In a 1935 paper, and in his book Theory of Probability, Jeffreys developed a methodology for quantifying the evidence in favor of a scientific theory. The centerpiece was a number, now called the Bayes factor, which is the posterior odds of the null hypothesis when the prior probability on the null is one-half. Although there has been much discussion of Bayesian hypothesis testing in the context of criticism of -values, less attention has been given to the Bayes factor as a practical tool of applied statistics. In this paper we review and discuss the uses of Bayes factors in the context of five scientific applications.

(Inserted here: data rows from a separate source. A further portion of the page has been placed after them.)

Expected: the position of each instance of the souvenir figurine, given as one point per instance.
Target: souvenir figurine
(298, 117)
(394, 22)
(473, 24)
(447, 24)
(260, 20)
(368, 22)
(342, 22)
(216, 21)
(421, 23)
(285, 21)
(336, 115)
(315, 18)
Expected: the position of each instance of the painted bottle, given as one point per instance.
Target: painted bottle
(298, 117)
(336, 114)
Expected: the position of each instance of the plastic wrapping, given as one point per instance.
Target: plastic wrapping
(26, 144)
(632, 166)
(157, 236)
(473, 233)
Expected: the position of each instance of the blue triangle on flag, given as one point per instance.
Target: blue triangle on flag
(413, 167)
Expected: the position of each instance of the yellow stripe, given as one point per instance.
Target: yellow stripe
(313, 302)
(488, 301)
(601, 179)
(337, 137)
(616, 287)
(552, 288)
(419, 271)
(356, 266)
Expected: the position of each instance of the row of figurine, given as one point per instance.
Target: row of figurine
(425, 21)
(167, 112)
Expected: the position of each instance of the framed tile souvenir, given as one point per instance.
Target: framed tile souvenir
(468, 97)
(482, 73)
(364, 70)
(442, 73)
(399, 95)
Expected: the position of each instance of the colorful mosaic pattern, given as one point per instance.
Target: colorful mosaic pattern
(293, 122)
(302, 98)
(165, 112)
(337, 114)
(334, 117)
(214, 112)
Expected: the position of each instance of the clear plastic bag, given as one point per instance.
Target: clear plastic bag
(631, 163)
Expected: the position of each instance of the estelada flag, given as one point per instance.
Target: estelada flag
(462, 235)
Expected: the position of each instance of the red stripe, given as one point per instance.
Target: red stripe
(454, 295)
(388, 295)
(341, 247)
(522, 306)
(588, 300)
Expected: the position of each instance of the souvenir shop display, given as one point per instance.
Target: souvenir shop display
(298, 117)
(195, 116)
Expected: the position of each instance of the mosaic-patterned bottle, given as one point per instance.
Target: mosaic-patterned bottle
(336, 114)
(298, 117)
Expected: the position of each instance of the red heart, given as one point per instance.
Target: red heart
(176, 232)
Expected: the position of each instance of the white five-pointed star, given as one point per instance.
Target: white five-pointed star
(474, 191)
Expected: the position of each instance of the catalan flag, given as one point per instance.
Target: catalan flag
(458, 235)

The points we emphasize are:
- from Jeffreys's Bayesian point of view, the purpose of hypothesis testing is to evaluate the evidence in favor of a scientific theory;
- Bayes factors offer a way of evaluating evidence in favor of a null hypothesis;
- Bayes factors provide a way of incorporating external information into the evaluation of evidence about a hypothesis;
- Bayes factors are very general, and do not require alternative models to be nested;
- several techniques are available for computing Bayes factors, including asymptotic approximations which are easy to compute using the output from standard packages that maximize likelihoods;
- in "non-standard" statistical models that do not satisfy common regularity conditions, it can be technically simpler to calculate Bayes factors than to derive non-Bayesian significance tests;
- the Schwarz criterion (or BIC) gives a crude approximation to the logarithm of the Bayes factor, which is easy to use and does not require evaluation of prior distributions;
- when one is interested in estimation or prediction, Bayes factors may be converted to weights to be attached to various models so that a composite estimate or prediction may be obtained that takes account of structural or model uncertainty;
- algorithms have been proposed that allow model uncertainty to be taken into account when the class of models initially considered is very large;
- Bayes factors are useful for guiding an evolutionary model-building process;
- and, finally, it is important, and feasible, to assess the sensitivity of conclusions to the prior distributions used.